Companions are in there, and despite most being human, the game rather oddly refers to them as "it"s. As a melee-focused rogue, I picked a wet fish of a healer to accompany me, which is nice to have. There's not even a glimmer of an attempt to give them a personality however, so hopes of something properly RPG-y here should be abandoned. You can't speak to them, nor instruct them to be more useful - they really are just pets. Or indeed, "it"s.

Also rather pleasant are the Events. Attached to your minimap (and bloody-mindedly refusing to ever stay collapsed) are the next three world events taking place. You can ask to be reminded when they're happening, then happily ignore them even if you've signed up. But maybe during that time the world will be scattered with certain objects to find, or perhaps you'll be participating in some PvP. It's as quick and easy as the party finding for the early raids, which also was a painless experience and let me enjoy a bigger dungeon without the awfulness of commitment.

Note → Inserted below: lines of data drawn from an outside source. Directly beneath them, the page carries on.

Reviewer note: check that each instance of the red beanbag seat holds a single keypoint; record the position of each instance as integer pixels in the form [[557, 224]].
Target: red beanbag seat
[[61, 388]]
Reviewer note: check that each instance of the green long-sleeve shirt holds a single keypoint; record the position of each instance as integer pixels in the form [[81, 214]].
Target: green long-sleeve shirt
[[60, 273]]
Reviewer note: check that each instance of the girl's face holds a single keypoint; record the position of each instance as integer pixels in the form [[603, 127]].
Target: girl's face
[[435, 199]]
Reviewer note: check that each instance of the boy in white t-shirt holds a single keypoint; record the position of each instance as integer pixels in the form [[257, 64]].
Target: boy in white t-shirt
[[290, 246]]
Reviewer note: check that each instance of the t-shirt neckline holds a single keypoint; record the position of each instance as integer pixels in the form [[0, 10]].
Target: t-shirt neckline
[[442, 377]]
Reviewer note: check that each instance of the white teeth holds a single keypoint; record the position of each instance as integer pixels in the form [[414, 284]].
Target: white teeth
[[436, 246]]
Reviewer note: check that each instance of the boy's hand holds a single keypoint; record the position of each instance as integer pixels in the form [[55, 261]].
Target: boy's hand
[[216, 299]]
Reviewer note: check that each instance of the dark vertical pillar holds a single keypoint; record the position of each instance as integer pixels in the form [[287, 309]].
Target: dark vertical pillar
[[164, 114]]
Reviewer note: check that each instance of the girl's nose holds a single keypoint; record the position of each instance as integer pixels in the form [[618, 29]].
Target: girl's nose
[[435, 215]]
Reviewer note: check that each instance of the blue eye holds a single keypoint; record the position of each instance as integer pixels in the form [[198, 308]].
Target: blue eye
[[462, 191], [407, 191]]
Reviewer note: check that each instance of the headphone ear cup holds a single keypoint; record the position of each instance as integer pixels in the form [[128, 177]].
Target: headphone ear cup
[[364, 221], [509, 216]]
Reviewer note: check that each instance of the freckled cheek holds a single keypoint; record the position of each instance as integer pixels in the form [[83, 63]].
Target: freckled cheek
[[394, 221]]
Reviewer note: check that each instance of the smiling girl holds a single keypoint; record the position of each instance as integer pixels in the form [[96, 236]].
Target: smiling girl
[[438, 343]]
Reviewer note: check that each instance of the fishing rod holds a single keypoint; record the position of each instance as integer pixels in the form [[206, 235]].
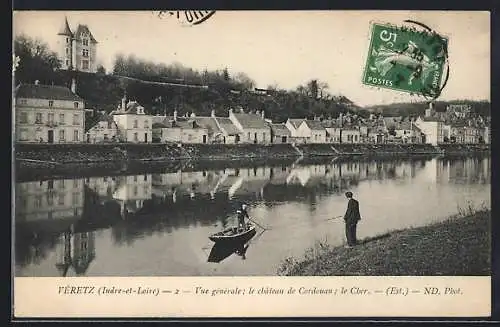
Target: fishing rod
[[256, 223]]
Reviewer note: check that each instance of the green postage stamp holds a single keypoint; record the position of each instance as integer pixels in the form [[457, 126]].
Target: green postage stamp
[[407, 60]]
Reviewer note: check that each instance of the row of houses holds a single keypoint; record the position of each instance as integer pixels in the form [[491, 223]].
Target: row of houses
[[55, 114]]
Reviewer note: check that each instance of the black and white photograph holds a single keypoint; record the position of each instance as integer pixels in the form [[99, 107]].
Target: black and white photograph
[[251, 143]]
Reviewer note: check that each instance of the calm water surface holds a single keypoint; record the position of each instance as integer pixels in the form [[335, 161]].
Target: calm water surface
[[158, 224]]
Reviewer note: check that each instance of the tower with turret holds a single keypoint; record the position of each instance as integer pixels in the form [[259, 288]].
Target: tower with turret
[[77, 50]]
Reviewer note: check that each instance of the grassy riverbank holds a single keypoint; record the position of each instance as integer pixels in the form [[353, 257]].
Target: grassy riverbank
[[458, 246]]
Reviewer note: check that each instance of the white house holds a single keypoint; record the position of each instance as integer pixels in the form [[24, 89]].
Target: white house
[[48, 114], [133, 123], [102, 129], [306, 131], [183, 130], [252, 126], [432, 128]]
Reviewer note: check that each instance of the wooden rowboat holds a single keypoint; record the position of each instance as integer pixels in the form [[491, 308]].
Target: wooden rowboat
[[234, 235]]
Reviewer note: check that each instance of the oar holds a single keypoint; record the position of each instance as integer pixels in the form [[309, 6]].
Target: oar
[[334, 218], [256, 223]]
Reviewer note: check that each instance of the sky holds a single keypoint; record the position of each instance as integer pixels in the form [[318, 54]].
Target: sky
[[287, 48]]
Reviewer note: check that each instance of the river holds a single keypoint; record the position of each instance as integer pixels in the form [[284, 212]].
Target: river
[[158, 223]]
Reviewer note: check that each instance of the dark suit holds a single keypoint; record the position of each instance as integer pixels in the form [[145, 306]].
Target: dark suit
[[351, 217]]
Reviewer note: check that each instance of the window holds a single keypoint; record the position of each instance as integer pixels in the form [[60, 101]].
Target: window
[[75, 199], [23, 134], [23, 118], [38, 201]]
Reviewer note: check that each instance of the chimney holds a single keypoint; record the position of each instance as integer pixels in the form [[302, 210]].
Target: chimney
[[124, 101], [73, 85]]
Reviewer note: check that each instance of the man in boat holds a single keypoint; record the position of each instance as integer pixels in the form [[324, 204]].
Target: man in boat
[[351, 218], [242, 214]]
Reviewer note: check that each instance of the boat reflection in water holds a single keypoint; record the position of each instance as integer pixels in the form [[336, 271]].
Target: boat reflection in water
[[158, 223]]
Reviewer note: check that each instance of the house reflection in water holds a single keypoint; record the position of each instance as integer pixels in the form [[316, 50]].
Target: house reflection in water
[[50, 199], [75, 251]]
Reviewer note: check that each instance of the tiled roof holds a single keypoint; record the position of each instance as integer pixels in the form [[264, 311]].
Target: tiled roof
[[280, 130], [84, 29], [330, 123], [49, 92], [296, 122], [65, 30], [227, 125], [208, 123], [431, 119], [89, 123], [315, 125], [251, 120], [159, 125]]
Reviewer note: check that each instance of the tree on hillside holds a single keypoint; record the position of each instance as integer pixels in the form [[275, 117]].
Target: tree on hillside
[[245, 82], [37, 61]]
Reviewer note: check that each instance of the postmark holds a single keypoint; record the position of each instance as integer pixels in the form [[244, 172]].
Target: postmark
[[188, 17], [408, 59]]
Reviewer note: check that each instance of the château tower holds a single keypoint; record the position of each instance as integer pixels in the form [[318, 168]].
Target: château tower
[[77, 50]]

And here's the thing. I confidently believe that Neverwinter is going to get better once the community starts doing a better job than Cryptic of telling stories. Via something called The Foundry, which I didn't have time to have a go at this time (that'll be the next beta weekend for me), players can create their own quests and campaigns. Essentially it's the way to be a GM, the tools allowing people to create their own scenes, characters, dialogue and fights, which provide other players with loot and XP.

What's in the game at this point isn't particularly impressive. By far the most highly rated campaign is a series of four quests that have you chasing down an ancient artefact, that is told with some really impressive effort and depth. Far more depth than any of the official campaigns I've played so far. But also with plenty of typos, some really terribly rendered levels, and a demonstration of just how important careful lighting is. But the potential here, when people have enough time to craft something elaborate and amazing, is huge. It's an MMO that guarantees it'll never run out of pre-endgame content, and user voting will filter the best stuff to the surface. It's this, more than anything else, that makes me enthused to stick with Neverwinter.

But it's not that alone, I really need to stress. While so many of my expectations aren't met by the beta in its current form, what's really surprised me is that what I wasn't expecting is what's pulled me in: just doing a basic MMO really well. That hook, that thing that made us excited the first time we played WoW, is here. It's uncluttered, and it dangles that carrot in front of you pretty expertly. That I was able to get my first horsey within a weekend's playing (and a more concentrated effort could have done it in a day) was also enormously gratifying.

It's bewildering that the effort hasn't gone into a proper BioWare/Obsidian-style overall narrative (and I don't mean a Secret World/KotOR-style story-based game - just a larger sense of purpose). But as I say, there's still time for that to be gently laid over the top. At the moment, you're a part of a much smaller story, little threads that you follow along, meandering through more driven by the desire for a new pair of boots than learning whether the latest blatantly nefarious evil wizard is evil or not. I'm concerned that they're being a touch hubristic going with just beta weekends, rather than a more extensive beta for the many glitches and issues to be worked out. But the one expectation I didn't have was to be drawn in by the traditions of MMO afresh, and that's what happened.